È entrata in vigore la nuova direttiva europea che punta a migliorare l'efficienza energetica soprattutto del settore pubblico e delle imprese

Direttiva efficienza energetica, nuovi target annuali vincolanti

Direttiva efficienza energetica, nuovi target annuali vincolanti La Direttiva 2023/1791 è stata approvata in sessione congiunta dal Parlamento europeo e dal Consiglio dell’Unione europea lo scorso 13 settembre ed è entrata in vigore dopo la pubblicazione sulla Gazzetta Ufficiale, il 10 ottobre scorso.

Efficienza energetica vuol dire minori costi e minori emissioni

La cornice della nuova direttiva europea sull’efficienza energetica è il pacchetto Fit for 55, vale a dire l’insieme di misure delineato dalla Commissione europea nel luglio 2021 che punta ad adeguare la legislazione vigente in materia di clima ed energia per conseguire il nuovo obiettivo dell’UE di una riduzione (almeno) del 55% delle emissioni di gas a effetto serra entro il 2030. La strada maestra resta quella del risparmio.

“Un obiettivo di efficienza energetica più ambizioso dell’Unione per il 2030 – si legge nel testo della direttiva 2023/1791 – può ridurre i prezzi dell’energia ed essere decisivo nella riduzione delle emissioni di gas a effetto serra, accompagnato dall’incremento e dalla diffusione dell’elettrificazione, dell’idrogeno, degli elettrocarburanti e di altre tecnologie pertinenti necessarie per la transizione verde, anche nel settore dei trasporti.

Anche con la rapida crescita della produzione di energia elettrica rinnovabile, l’efficienza energetica può ridurre la necessità di nuove capacità di generazione di energia e i costi connessi allo stoccaggio, al trasporto e alla distribuzione.

L’aumento dell’efficienza energetica è inoltre particolarmente importante per la sicurezza dell’approvvigionamento di energia dell’Unione, in quanto riduce la sua dipendenza dalle importazioni di combustibili da paesi terzi. L’efficienza energetica è una delle misure più pulite e efficienti in termini di costi con cui affrontare tale dipendenza”.

Parlamento e Consiglio, così come la Commissione, giudicano appena “sufficienti” i piani nazionali per l’energia e il clima che nel frattempo diversi Stati membri dell’Unione hanno presentato. Con la consapevolezza che per contrastare il collasso climatico serve fare di più.

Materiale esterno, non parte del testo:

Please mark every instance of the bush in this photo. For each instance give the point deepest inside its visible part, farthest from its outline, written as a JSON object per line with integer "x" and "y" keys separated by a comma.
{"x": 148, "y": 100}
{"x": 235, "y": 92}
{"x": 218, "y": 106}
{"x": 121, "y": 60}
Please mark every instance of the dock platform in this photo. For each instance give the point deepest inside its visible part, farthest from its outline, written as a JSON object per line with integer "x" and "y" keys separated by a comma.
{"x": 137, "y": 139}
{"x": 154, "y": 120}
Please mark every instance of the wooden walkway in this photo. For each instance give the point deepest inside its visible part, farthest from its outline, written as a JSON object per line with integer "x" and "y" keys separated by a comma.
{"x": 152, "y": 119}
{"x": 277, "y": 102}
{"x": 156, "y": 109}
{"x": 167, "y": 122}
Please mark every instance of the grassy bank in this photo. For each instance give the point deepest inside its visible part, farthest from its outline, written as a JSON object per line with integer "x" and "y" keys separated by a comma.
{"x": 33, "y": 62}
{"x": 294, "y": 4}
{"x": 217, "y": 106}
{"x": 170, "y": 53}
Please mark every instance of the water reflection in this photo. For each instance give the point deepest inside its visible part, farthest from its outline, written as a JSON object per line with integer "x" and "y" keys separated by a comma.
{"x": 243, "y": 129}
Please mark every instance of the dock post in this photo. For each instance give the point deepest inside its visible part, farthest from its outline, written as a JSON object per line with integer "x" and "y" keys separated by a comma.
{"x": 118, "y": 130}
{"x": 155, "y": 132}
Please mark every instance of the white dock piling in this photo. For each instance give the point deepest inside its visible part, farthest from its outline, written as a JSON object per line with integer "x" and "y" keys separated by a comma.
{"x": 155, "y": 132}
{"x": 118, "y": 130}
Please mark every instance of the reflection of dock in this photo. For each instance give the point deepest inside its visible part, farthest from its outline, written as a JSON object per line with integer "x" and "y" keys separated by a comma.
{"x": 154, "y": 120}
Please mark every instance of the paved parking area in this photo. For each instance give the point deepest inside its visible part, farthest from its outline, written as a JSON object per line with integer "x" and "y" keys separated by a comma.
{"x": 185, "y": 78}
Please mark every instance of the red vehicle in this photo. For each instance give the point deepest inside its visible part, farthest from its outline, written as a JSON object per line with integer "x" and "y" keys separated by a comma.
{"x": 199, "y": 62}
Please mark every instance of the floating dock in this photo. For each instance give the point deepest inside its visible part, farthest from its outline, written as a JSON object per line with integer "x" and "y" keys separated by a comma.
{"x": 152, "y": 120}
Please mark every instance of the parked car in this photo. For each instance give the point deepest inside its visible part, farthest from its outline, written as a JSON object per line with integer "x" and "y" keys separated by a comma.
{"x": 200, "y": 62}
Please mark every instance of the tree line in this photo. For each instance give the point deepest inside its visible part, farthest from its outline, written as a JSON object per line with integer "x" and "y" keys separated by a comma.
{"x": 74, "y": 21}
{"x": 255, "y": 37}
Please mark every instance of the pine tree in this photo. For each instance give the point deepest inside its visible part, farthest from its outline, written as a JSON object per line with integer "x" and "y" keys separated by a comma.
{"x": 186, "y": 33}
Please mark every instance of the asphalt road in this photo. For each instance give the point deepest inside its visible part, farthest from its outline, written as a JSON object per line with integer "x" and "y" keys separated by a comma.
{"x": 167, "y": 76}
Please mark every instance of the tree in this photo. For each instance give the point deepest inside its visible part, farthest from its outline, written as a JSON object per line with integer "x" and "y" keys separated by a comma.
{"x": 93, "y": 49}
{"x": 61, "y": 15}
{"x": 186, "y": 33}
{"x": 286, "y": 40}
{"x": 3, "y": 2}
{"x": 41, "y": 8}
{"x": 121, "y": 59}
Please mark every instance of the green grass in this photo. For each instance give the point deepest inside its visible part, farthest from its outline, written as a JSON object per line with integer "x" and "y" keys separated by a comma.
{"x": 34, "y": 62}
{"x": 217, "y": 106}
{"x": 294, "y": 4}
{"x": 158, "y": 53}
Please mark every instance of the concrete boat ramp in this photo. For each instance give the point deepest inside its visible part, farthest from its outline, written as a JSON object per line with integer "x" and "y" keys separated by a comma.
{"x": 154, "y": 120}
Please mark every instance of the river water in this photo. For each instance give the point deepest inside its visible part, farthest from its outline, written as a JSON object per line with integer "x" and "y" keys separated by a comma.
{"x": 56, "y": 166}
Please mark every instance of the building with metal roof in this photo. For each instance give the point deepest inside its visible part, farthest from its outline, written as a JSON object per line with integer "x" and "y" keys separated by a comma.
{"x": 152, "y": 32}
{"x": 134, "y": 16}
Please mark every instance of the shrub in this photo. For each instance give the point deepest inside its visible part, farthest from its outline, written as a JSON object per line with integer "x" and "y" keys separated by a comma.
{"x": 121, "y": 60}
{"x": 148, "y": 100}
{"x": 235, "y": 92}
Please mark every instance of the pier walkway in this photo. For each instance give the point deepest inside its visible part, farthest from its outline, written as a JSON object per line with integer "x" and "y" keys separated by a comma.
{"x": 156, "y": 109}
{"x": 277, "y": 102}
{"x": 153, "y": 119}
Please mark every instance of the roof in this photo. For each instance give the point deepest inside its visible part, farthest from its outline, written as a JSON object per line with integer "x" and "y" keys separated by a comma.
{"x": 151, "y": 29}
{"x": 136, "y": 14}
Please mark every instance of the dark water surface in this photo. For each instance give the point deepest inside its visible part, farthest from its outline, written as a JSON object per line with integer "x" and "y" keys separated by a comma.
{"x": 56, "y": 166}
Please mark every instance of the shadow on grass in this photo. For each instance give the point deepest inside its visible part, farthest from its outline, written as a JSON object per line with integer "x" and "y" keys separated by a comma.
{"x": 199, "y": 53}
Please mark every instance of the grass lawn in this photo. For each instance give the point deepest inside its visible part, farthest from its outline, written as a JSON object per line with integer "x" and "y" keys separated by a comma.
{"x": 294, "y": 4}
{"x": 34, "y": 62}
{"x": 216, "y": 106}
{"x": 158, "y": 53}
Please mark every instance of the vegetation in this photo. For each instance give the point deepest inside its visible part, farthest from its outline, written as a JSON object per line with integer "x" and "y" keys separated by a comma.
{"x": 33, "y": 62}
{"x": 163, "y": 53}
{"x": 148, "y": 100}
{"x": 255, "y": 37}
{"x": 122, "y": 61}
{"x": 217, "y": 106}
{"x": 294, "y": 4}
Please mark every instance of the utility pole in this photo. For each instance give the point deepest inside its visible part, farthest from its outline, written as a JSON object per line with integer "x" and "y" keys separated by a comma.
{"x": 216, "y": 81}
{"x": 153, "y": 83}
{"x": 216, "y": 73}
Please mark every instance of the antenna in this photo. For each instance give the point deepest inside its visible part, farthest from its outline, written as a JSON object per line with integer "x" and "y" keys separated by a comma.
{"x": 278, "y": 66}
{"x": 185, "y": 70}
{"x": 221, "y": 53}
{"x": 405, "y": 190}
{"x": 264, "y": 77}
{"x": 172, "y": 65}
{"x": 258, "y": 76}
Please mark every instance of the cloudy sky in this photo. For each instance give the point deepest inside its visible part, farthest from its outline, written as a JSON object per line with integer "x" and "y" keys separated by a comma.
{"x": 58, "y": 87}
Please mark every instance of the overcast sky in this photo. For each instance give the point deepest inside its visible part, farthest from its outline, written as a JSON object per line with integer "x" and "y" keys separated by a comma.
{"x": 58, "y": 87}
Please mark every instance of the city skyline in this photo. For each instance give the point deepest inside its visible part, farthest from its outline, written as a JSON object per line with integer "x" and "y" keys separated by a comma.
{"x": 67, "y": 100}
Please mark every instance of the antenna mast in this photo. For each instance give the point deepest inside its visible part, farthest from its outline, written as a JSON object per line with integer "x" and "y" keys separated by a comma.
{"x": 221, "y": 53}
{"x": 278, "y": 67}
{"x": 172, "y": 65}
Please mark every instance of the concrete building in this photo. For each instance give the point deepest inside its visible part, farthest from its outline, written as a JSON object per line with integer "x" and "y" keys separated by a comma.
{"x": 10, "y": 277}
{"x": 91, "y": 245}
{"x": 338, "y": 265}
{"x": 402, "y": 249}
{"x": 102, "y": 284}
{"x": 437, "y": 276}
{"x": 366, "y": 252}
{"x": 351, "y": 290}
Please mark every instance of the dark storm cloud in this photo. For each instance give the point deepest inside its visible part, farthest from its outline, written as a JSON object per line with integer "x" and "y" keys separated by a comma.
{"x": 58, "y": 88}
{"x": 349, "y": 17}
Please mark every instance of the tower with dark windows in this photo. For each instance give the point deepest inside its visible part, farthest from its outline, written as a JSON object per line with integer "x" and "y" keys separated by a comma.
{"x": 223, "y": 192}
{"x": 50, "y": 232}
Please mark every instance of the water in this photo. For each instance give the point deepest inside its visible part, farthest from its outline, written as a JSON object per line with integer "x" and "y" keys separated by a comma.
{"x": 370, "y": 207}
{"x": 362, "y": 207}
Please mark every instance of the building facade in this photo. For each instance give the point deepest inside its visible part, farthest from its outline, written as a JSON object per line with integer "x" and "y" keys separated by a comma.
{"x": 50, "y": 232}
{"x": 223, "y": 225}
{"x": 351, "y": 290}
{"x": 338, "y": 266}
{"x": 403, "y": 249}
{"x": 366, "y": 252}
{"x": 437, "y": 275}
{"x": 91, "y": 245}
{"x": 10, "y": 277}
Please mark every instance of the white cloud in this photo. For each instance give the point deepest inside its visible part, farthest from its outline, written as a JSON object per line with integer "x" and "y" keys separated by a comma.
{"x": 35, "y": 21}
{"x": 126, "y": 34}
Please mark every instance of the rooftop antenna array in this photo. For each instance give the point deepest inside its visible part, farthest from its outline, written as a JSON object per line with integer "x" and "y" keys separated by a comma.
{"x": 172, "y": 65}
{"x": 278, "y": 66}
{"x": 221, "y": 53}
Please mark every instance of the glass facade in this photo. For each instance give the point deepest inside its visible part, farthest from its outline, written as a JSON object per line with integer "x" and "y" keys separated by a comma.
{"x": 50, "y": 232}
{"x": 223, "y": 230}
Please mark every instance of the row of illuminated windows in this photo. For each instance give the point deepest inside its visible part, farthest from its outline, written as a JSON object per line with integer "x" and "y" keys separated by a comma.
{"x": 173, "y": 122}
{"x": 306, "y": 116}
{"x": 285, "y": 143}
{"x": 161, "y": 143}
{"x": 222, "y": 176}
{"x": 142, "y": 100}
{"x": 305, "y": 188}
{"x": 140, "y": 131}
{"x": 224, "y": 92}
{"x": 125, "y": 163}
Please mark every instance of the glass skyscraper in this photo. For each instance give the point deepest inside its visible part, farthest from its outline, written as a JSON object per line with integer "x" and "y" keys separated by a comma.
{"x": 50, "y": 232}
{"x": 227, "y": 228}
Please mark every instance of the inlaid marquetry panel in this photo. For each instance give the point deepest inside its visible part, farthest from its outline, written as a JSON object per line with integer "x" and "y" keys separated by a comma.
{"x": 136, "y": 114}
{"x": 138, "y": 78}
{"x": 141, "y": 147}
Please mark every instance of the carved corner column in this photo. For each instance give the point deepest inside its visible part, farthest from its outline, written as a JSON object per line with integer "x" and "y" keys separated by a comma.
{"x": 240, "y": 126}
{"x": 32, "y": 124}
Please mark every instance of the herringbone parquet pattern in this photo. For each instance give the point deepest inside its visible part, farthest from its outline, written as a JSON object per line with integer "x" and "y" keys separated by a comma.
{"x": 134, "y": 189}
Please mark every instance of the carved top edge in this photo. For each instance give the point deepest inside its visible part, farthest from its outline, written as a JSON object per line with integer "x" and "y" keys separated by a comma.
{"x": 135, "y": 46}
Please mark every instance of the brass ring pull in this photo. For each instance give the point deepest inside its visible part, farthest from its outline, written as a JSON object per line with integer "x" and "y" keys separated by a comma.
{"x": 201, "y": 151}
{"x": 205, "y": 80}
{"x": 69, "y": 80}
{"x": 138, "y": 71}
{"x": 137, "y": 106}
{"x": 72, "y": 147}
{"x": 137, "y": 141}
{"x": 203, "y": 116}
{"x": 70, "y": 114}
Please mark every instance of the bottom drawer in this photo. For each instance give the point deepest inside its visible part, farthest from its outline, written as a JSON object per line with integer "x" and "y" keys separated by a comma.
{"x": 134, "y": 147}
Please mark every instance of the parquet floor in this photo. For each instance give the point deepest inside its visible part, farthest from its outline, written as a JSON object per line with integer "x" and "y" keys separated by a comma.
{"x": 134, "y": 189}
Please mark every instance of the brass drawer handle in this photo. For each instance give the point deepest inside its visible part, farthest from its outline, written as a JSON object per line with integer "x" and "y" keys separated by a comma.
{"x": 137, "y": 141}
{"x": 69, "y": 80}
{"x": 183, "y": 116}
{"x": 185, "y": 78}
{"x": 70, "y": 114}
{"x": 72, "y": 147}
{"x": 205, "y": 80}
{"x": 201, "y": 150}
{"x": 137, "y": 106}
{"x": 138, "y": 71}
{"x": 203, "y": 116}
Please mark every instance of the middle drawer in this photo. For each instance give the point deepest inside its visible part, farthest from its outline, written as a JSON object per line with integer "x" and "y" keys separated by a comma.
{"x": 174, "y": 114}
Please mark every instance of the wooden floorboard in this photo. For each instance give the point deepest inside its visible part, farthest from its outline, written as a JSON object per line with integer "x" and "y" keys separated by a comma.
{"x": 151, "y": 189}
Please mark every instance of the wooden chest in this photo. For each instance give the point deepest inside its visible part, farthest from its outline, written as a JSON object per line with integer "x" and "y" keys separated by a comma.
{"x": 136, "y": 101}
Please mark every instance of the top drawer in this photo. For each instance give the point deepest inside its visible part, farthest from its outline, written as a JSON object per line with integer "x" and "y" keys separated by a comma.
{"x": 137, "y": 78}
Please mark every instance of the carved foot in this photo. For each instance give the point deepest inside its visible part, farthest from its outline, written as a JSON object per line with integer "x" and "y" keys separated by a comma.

“Sebbene un ampio potenziale di risparmio energetico si ravvisi in tutti i settori  – si legge ancora nel testo della direttiva Ue – i trasporti e l’edilizia si distaccano sotto questo aspetto: i primi consumano oltre il 30% dell’energia finale, e il 75% del parco immobiliare dell’Unione ha una bassa prestazione energetica.

Un altro settore sempre più importante è quello delle tecnologie dell’informazione e della comunicazione (TIC), responsabile del 5-9% del consumo totale di energia elettrica a livello mondiale e di oltre il 2 % delle emissioni globali”.

L’ambizione in questo ambito è alta, tanto che” l’efficienza energetica deve essere equiparata a una fonte di energia a sé stante” e deve essere considerata un “principio trasversale di cui si dovrebbe tenere conto a ogni livello in tutti i settori, al di là del sistema energetico, incluso nel settore finanziario”. Ma gli effetti, poi, sarebbero salvifici per noi e per l’ambiente.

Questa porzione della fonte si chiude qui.